Limitations and Future Directions
While FIDeL significantly improves failure detection, dependence on the diversity of demonstration data can lead to over-flagging benign state variations as anomalies, increasing VLM invocation cost. Current semantic filtering remains computationally expensive and sensitive to the prompt design and VLM calibration. Spatial and temporal invariance, though beneficial for many tasks, may limit sensitivity to non-Markovian failures where the action history is essential for correct classification.

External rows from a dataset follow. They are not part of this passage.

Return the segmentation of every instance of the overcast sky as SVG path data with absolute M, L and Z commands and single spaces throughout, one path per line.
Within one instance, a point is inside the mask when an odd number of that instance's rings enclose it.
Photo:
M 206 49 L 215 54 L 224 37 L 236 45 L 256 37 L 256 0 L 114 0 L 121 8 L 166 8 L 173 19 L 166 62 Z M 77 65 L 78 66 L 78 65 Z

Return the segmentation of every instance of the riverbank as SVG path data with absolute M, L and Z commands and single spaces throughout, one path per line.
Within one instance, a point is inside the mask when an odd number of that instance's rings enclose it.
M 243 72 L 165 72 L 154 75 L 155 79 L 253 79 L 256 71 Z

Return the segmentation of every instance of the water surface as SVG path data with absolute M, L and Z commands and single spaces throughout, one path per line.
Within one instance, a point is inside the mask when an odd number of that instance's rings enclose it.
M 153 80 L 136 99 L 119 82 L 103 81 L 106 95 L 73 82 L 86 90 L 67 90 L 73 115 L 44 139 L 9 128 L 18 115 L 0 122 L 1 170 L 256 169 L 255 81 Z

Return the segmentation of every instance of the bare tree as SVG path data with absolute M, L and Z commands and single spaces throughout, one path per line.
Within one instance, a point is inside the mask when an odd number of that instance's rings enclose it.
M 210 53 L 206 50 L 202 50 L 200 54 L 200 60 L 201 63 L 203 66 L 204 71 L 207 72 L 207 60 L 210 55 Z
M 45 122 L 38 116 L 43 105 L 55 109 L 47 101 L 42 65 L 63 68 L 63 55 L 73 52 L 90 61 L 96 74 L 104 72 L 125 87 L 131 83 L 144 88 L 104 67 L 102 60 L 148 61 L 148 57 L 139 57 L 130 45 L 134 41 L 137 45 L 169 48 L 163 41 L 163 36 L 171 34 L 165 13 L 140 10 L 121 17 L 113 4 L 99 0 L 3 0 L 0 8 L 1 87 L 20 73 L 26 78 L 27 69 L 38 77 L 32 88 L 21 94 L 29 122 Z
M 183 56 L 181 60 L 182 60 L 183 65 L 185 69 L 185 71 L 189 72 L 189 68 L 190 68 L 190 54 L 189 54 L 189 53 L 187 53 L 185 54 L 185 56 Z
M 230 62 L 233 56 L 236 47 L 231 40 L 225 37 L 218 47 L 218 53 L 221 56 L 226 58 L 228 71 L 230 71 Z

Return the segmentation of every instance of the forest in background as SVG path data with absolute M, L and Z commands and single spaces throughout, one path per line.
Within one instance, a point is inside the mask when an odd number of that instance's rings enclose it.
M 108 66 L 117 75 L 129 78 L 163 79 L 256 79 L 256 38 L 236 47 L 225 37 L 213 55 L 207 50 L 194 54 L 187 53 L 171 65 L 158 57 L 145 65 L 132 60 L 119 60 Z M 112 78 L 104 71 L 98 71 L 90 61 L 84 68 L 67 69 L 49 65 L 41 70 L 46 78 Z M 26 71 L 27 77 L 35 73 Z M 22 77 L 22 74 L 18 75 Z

Future research directions include explicit temporal modeling for sequential anomaly/failure detection, low-cost VLM alternatives for semantic filtering, and leveraging generative uncertainty estimation as an additional runtime supervision signal. Extending BotFails and similar benchmarks to massively multi-task and open-world domains will be key for the field.
Conclusion
FIDeL establishes a robust, interpretable, and high-accuracy approach for failure detection in imitation learning-driven robotics. By combining optimal transport–based AD, dynamic conformal thresholding, and semantic VLM filtering, the framework overcomes key limitations of existing methods—delivering strong gains both in anomaly and end-to-end failure identification. These methodological advances materially increase the reliability, explainability, and deployability of IL policies in safety-critical robotic applications.